A crystal inclusion is quite literally a mineral crystal that is contained within the diamond. Depending on the type of minerals they are, they can be colorless (this is when another diamond is embedded within the diamond), black (carbon), reddish (garnets), greenish (peridots) etc.
Since colored crystal inclusions are much more obvious to the naked eye, they are generally undesirable.
A small crack or fracture within the diamond. Depending on your viewing angle, a feather inclusion can look transparent and almost invisible or it can catch on light and display a whitish feather-like appearance.
Severe feathers can cause durability issues, especially if they reach the surface, are near the girdle, or have unsightly coloration to them; both of which should be avoided.
Caused by irregular crystal growth, internal graining may appear milky or hazy, like faint lines or streaks. Depending on their severity, they can also appear like creases or reflections.
An area of the rough diamond’s surface which dips below the polished diamond’s surface. An indented natural is a part of the rough diamond that was left untouched during the polishing process and is usually found at the girdle.
A white or transparent crystal which reaches the surface of a polished diamond.
Knot inclusions sometimes resemble raised areas on a facet surface or group of facets.
A long thin needle-shaped inclusion that is usually white or transparent in color and visible at 10x magnification.

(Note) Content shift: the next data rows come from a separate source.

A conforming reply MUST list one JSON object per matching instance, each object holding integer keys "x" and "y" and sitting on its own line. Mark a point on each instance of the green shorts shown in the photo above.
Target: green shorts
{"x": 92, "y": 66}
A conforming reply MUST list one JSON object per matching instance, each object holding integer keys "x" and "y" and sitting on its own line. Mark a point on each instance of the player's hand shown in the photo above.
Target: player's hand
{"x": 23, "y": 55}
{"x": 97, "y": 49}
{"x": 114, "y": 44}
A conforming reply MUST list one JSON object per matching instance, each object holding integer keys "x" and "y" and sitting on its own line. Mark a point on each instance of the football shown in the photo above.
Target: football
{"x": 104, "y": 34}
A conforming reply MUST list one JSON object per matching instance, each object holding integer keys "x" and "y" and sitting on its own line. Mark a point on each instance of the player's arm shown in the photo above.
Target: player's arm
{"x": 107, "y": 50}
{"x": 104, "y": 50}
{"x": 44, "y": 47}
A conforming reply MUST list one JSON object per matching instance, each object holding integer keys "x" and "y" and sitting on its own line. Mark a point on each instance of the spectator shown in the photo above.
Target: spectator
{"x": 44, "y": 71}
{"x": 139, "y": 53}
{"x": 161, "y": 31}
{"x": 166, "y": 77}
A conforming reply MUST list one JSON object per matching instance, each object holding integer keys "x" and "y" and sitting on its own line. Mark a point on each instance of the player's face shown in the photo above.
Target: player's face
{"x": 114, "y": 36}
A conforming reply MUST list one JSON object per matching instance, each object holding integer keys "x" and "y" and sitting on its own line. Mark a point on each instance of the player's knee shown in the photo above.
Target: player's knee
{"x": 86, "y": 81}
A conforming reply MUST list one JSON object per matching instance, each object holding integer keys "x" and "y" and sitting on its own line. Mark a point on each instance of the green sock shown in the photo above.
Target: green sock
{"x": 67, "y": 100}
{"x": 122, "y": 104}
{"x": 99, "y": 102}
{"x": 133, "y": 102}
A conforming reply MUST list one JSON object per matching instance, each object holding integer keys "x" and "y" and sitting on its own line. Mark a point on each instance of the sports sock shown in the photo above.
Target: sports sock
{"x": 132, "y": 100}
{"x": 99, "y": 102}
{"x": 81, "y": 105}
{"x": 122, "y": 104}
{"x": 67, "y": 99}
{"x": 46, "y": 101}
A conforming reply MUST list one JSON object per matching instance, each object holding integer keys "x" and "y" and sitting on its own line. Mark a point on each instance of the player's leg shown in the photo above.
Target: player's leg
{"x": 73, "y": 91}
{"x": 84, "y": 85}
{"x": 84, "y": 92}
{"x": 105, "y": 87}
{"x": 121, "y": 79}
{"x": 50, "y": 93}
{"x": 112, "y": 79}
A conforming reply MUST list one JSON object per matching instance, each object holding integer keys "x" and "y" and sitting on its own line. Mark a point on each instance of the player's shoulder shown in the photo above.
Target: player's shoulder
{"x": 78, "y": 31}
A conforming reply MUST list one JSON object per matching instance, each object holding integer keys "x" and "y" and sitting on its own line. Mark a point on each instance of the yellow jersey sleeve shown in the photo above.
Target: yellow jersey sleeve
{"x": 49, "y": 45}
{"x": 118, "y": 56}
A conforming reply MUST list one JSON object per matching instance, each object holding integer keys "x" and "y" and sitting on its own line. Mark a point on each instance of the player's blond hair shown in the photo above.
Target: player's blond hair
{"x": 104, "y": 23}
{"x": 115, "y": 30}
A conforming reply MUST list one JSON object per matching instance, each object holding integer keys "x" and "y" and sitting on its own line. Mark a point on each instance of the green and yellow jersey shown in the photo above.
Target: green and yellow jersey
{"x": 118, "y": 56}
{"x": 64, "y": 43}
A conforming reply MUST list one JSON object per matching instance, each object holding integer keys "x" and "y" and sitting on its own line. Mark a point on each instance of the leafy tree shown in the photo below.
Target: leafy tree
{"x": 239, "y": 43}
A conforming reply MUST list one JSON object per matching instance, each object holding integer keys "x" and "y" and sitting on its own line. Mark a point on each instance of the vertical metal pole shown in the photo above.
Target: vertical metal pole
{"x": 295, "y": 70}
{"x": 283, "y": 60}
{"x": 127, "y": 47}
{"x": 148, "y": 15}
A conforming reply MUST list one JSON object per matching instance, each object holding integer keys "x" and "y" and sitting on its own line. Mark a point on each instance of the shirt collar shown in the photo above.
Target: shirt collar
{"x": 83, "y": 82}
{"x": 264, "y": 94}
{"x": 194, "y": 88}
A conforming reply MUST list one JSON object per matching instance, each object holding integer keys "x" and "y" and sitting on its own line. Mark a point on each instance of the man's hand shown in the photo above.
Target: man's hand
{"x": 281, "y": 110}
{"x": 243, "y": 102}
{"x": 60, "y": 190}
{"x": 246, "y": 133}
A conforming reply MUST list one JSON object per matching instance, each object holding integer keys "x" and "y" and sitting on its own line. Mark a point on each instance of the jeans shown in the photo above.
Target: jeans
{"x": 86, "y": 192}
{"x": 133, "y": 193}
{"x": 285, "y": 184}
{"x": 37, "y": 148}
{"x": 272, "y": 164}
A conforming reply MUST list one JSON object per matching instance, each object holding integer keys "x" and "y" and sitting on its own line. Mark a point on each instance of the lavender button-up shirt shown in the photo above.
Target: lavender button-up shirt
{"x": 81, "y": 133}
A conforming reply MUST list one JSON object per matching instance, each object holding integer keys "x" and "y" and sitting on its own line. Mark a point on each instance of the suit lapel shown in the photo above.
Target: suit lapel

If they appear in clusters, it might have a detrimental effect on the diamond’s clarity.
These are very small white or black crystals that are embedded inside a diamond. These internal crystals look like a small dot, visible at 10x magnification.
This inclusion is a series of pinpoints, clouds, or crystals that form while a diamond is growing. During a diamond’s formation process, it may stop growing due to unfavourable conditions and twinning wisps are formed when growth restarts in a different direction, sometimes thousands of years later.
Twinning wisps are essentially a mish-mash of different inclusions such as pinpoints, crystals, feathers and clouds, that form a chaotic pattern.
So this concludes the list of common inclusions found in a diamond that will affect its overall clarity grade. Each of our diamonds are inspected by our diamond buying team to ensure they meet our stringent quality requirements.